Journal de Skeletor

 Dans Skeletor confiné

« le 34 biloutz 4754.

Cher journal,

L’averse s’est arrêtée, les oiseaux chantent à nouveau. La pluie a nettoyé la rue. Tant mieux, les bouses de Panthor ont dû fondre. J’ai vu un film rigolo, Re-animator 3, c’était bien, le méchant réussi à s’échapper à la fin, et tout les autres meurent. j’aime bien quand le méchant gagne. Il y a aussi un rat mort-vivant qui se bat contre un zizi-zombie, trop marrant. Par contre, on ne sait pas qui gagne. J’espère que c’est le rat karatéka, j’aime bien les muridés bridés.
Ai fini de lire « Un héros de notre temps » de Lermontov. Enfin, je l’ai écouté en livre-audio, je n’ai que des bandes dessinées dans ma bibliothèque. C’est un bon bouquin, malgré le lecteur, qui avait la même voix que Droopy, mais il en faut plus pour contrecarrer les desseins de Skeletor ! Dans cette histoire, le personnage principal n’en a rien a fiche de rien. Il aurait gagné à être plus vilain, mais j’ai trouvé ça pas mal, je me suis senti un peu comme lui, mais en moins cool.
Ahlala cher journal, à part ça, je dois t’avouer que c’est la déprime. Déjà, l’ambiance. À la télé, quand ce ne sont pas des chanteur ignobles qui se filment chez eux en train de bêler, un reportage sur le virus à Poh-Lentah, où le quarante-cinq millième épisode d’Amour, Poire et Potée, ce sont les journalistes qui comptent le nombre de morts comme on compte les moutons, un, trois, deux, quatre, cinq… Tous les jours. Au lieu que ce soit des ovins qui sautent une barrière, ce sont des eterniens qui sautent dans un trou. On a dépassé les vingt milles trépassés, super, mais ça fait longtemps qu’on s’est endormi. Des chiffres, encore des chiffres, ça me donne la migraine, j’ai horreur des mathématiques. Et puis c’est pas juste, est-ce qu’on compte le nombre de morts que je fais ? J’ai carrément plus de style moi, je suis un artiste, moi. Tu sais combien d’heures de travail il faut pour ouvrir un paysan en deux avec les mains ? Plein. Il en faut plein. Et mooossieur le Virus, il sait faire ça lui ? Non. Même pas. Les eterniens n’ont aucun goût ! Ils ne me méritent pas !
Et voilà, je m’emporte. Excuse-moi, cher Journal, tu le sais, d’habitude je suis plutôt jovial et primesautier.
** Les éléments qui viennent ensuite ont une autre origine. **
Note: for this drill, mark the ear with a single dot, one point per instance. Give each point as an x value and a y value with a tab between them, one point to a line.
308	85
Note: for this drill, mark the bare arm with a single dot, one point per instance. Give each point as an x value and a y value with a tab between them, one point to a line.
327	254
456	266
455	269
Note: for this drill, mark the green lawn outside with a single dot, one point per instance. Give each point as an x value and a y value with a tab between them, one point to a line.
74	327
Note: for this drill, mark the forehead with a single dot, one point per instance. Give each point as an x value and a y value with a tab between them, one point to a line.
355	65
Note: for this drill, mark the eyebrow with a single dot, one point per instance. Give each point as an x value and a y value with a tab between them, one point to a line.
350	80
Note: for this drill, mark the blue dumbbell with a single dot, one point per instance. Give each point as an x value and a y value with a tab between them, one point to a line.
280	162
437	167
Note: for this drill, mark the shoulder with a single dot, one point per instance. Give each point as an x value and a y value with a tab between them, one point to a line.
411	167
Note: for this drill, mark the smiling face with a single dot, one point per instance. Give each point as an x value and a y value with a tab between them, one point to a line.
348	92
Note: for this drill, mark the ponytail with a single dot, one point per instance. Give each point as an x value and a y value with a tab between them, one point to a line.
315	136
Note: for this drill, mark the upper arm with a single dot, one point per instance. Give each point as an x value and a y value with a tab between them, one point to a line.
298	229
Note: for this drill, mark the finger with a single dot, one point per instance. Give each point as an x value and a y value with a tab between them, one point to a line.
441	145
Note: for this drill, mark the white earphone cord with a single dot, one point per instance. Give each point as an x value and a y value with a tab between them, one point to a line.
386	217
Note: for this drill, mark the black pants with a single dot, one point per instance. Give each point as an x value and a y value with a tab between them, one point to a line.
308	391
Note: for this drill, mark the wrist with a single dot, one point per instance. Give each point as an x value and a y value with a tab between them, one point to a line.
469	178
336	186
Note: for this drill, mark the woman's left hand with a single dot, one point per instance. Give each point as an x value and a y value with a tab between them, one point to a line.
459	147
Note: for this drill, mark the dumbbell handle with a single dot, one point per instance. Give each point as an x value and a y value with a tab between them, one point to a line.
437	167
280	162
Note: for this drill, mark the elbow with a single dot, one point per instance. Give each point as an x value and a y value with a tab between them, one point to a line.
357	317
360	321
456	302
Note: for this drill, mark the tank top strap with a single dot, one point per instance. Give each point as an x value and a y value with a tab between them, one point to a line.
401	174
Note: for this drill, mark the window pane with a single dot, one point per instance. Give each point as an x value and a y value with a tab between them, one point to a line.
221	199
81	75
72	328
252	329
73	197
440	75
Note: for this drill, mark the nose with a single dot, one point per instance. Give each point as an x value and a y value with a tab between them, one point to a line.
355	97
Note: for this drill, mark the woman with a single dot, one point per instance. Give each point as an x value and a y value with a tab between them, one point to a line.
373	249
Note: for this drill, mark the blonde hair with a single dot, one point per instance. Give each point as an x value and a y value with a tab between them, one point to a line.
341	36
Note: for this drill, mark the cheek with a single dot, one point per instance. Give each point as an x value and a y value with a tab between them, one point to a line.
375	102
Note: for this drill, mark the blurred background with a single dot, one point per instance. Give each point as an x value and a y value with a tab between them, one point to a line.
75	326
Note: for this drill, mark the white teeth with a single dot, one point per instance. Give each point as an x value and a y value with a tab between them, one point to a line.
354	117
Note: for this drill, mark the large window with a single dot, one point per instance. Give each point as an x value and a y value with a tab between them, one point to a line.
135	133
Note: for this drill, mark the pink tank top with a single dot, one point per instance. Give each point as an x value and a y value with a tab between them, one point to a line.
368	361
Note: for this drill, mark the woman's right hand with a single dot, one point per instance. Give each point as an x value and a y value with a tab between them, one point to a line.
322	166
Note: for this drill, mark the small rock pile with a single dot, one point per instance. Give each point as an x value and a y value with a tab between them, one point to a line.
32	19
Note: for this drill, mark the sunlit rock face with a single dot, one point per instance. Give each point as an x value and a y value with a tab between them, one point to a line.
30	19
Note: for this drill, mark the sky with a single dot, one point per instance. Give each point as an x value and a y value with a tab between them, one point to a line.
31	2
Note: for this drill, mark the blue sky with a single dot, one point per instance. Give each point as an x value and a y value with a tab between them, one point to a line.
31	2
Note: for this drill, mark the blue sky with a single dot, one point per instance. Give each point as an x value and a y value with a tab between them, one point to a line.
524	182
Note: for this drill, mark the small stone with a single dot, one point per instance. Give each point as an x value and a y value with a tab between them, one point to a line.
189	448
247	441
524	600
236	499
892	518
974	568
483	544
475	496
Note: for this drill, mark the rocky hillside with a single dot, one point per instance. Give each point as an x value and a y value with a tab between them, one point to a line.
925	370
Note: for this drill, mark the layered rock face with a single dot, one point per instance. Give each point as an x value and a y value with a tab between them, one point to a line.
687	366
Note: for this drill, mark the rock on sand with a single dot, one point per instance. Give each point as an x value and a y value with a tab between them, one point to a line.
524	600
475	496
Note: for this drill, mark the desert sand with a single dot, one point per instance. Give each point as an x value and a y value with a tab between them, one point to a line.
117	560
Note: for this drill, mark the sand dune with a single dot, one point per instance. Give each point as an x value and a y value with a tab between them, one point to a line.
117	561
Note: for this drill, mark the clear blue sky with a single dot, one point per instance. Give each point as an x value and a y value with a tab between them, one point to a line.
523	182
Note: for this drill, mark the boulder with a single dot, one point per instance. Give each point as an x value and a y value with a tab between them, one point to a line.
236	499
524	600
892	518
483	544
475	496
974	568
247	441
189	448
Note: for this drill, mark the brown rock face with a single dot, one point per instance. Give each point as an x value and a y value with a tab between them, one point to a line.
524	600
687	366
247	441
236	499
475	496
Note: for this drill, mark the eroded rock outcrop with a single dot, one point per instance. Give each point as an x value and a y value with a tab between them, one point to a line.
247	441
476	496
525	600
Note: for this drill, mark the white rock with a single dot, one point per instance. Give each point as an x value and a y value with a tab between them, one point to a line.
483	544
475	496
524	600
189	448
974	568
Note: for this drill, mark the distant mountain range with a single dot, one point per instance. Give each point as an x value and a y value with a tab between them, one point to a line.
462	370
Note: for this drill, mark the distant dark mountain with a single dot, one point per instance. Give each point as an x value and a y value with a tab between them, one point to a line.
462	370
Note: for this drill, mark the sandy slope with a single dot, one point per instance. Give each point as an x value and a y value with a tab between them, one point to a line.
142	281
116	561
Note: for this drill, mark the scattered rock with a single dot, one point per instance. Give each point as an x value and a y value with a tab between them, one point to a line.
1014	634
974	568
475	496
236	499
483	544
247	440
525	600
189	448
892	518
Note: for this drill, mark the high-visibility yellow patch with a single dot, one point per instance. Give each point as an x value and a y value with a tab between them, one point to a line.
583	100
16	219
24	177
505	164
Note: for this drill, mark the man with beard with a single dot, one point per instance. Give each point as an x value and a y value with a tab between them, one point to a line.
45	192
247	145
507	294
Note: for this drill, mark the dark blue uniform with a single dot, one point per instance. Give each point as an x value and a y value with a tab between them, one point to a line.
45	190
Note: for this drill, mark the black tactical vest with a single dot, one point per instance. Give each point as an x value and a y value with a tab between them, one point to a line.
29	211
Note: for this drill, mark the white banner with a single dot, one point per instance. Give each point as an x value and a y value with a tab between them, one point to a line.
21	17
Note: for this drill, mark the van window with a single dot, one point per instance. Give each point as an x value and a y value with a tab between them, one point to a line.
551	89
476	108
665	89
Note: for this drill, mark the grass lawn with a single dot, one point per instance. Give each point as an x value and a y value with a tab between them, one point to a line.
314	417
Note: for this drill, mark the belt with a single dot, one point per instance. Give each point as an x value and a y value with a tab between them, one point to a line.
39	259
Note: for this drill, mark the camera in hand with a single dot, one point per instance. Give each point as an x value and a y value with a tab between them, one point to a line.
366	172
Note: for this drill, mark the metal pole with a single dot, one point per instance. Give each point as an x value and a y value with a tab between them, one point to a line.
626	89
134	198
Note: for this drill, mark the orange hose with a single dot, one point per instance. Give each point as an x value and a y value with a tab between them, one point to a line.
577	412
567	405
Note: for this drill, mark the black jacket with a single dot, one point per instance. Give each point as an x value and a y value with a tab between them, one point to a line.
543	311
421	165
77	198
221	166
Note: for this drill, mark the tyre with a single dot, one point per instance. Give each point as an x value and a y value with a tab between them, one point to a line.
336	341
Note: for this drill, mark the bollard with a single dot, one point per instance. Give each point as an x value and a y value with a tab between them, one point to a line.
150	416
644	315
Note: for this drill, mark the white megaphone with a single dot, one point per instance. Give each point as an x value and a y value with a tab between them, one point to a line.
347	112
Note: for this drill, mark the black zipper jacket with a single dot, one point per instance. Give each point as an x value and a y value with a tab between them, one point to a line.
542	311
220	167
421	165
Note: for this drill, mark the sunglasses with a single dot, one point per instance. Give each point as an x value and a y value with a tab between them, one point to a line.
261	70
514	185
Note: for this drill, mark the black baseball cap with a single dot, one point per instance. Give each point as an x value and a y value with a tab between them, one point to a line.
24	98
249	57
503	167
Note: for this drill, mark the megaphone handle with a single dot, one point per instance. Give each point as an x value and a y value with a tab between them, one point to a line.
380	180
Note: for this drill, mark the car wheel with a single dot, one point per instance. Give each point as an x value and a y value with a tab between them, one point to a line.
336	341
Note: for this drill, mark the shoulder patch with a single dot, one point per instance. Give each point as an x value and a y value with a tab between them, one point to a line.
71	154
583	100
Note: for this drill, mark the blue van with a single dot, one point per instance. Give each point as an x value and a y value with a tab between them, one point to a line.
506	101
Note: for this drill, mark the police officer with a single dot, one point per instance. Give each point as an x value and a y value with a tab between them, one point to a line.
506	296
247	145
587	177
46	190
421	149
En ce moment, c’est pas drôle, ça me rend irritable. Je me sens con confiné. Une fois sur deux quand je sors, je me fais pointer par les soldats du Prince Adam, et je me prends une amende. Panthor tourne en rond à la maison, elle perd ses poils, maintenant c’est envahi de crottes en fourrure chez moi, c’est répugnant. Je passe ma vie à passer l’aspirateur. Au moins, quand j’aspire, je n’entends pas la musique que ces affreux mortels passent à fond la caisse des que vingt heures sonne au clocher de l’église du Raptor Christ Cosmoplanetaire. Je te jure, la prochaine fois que j’entends « Fritas les Bananas », je fais sauter le quartier. Les autres collègues de boulot se tirlipotent le penne rigate, il n’y a que moi qui travaille, Démonia sort avec cette tronche d’oursin de Poitos, Dentor a une rage de dents, et cet imbécile hirsute de Monstre passe son temps à m’inonder de jeux du genre, « une photo, un charnier » et de gifs idiots sur rattsapp, je n’en peux plus des hamsters qui explosent. Même cette andouille de Musclor me manque. C’est un couillon, mais au moins, il sait se battre.
Cher journal, je suis désemparé. Parfois, j’ai l’impression que personne ne m’aime. Depuis que le bruit court que je transmets le virus, c’est encore pire. Mais je me vengerai, par Benoit Amon-Gorloth, je me vengerai ! Je les déteste tous, je vais leur en faire bouffer du compost, à ces vers de terre !
Tiens, les oiseaux ne chantent plus, il doit pleuvoir encore. Je te laisse, cher journal, il faut que j’aille compter les gouttes. Qu’est-ce que je m’ennuie ! »

Pauvre Skeletor.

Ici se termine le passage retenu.